Detroit City Council OKs 2021-22 budget, raises for city workers
Detroit — The City Council approved a $1.1 billion budget for the 2021-22 fiscal year that includes raises for city workers and funding to bolster skilled trades training for city residents.
The council voted 8-1 Wednesday in favor of the general fund spending plan, with Council Member Raquel Castaneda-Lopez casting the lone no vote, noting her disagreement with the prioritization of investing in the Detroit Police Department rather than "critical social services."
The budget approval comes as the city works to recover from a massive financial blow from the COVID-19 pandemic that cost Detroit more than $410 million in revenues over a 16-month span.
In presenting his plan last month for the fiscal year that begins July 1, Detroit Mayor Mike Duggan warned the budget would be "tight" but recommended more dollars for the city's elections office, police force and recreation department.
Congress has since signed off on a COVID-19 relief package that will send an estimated $10 billion to Michigan, $879 million of which will go to Detroit.
The funding will help the city address its shortfalls prompted by mandatory state-imposed shutdowns. The first allocation — $440 million — is expected in May. The remaining $439 million is slated to arrive within a year, Detroit's council noted in a closing resolution.
Detroit's Acting Chief Financial Officer Jay Rising said Thursday that the city is waiting on clear instructions from the federal government about how and when the money can be used.
Rising said there are four eligible categories: responding to public health emergencies with assistance to households, nonprofits and industries; premium pay; water and sewer infrastructure; and for governmental services to address Detroit's COVID-19-induced revenue reductions.

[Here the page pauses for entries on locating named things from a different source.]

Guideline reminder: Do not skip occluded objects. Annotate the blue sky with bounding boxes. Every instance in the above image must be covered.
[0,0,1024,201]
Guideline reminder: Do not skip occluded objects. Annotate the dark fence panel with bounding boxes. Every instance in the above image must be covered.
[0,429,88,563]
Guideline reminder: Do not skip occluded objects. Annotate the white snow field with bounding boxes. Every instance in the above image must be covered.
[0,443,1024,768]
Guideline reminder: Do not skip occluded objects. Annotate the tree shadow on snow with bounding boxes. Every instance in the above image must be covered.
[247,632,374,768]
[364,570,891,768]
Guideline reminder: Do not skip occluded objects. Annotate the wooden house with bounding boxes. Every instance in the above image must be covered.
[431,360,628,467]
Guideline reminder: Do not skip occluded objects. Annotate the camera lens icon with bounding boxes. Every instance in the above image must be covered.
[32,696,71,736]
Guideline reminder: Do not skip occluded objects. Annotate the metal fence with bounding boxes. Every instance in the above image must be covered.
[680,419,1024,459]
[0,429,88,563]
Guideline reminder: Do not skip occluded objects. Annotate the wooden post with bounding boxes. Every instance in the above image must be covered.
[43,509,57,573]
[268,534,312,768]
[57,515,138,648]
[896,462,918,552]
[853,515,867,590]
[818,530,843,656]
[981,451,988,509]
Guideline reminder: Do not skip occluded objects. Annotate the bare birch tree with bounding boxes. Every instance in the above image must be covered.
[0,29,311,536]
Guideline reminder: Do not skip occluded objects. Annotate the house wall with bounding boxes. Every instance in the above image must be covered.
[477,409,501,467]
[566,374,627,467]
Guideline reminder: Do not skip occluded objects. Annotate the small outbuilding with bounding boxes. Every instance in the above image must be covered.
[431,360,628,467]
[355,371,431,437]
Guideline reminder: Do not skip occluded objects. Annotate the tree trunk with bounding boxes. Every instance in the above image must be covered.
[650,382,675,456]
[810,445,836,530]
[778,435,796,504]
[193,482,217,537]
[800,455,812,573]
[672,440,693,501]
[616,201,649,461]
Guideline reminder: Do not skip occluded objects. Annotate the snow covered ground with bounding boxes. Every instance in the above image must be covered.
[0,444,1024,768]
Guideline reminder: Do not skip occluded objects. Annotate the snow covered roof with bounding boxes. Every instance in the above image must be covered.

The money can't be used to bolster the city's pension funds.
The cumulative impact of the pandemic into 2024 on the general fund, Rising said, could reach $600 million.
"It's the evidence of what the effect of COVID was on the city both in terms of its residents as well as in terms of the city's finances," he said. "That's clearly the purpose of these funds. It's an opportunity to reverse the impact of COVID on the city and its residents."
The city's 2021-22 budget plan allocates more money for affordable housing, expungement programs and ensuring Detroiters get fair opportunities for recreational marijuana businesses.
It also calls for a one-time infusion to restore $50 million to the city's rainy-day fund and that a $30 million supplemental deposit be added to the scheduled $55 million in contributions to the Retiree Protection Fund.
Last year, Duggan laid out aggressive budget cuts to stave off a $348 million shortfall from March 2020 to June of this year. In the fall, the economic downturn deepened as a spike in COVID-19 cases resulted in another $62 million in losses.
In a resolution, the council urged the administration to use some of the federal rescue money to help Detroit's Water and Sewerage Department fund repair and replacement of underground water infrastructure, a cost estimated at $4 million per year over the next decade. The panel also suggested the city use a portion of the funding to set up a low-income home energy assistance program to ensure water shutoffs in Detroit come to an end.
Other recommendations include directing $10 million in COVID-19 relief aid to supporting parks and outdoor recreation sites, $9.5 million for capital repairs at the city's public library branches and $5 million for a low-income bus fare pilot program.
Rising said the administration will work with the council to identify the best use of the federal dollars. Council ultimately will have to sign off on the spending plan.
"This money is meant to cure the economic hardships people have," he said. "We want to put it to work as quickly as possible."
Castaneda-Lopez noted Wednesday that she also voted against the city's 2018 budget plan when $10 million was directed to the city's Project Green Light crime-fighting initiative. That program includes the installation of highly visible green lights and signs on participating businesses to alert the public that each is equipped with high-definition cameras that feed into the Detroit Police Department's Real Time Crime Center.
In recent weeks, the councilwoman proposed shifting nearly $40 million from the $327 million police budget and spending it on health and social service programs.
"I hope that moving forward we'll see more of a shift to investing into those types of resources and programs," Castaneda-Lopez said prior to the vote. "While I recognize folks want safety and want officers, we also have heard from folks wanting additional resources that go into transit, to housing, to recreation."
The budget includes 2% raises for nonunion workers and a 2.5% bump for police officers and bus drivers.
Council President Brenda Jones successfully lobbied for $1.47 million for a "Skilled Trades Readiness Fund" to cover basic skills testing and skilled trades training for residents, business development, targeted outreach and efforts to aid Detroit businesses in bidding on city contracts.
Jones, in a statement, said the budget includes a continued commitment to the city's Community Outreach Ordinance, "guaranteeing transparency and accountability related to our Detroit dollars."
Jones also noted the creation of a working group to collaborate with City Council on how federal COVID-19 relief dollars should be spent.
"As we continue to emerge from the disheartening financial impact of COVID-19, it is essential that we #InvestinDetroit by implementing policies and procedures that create systems that leverage City of Detroit contracts to the benefit of Detroit residents and businesses," Jones said in a statement.
The city's overall proposed budget is $2.3 billion for 2021-22.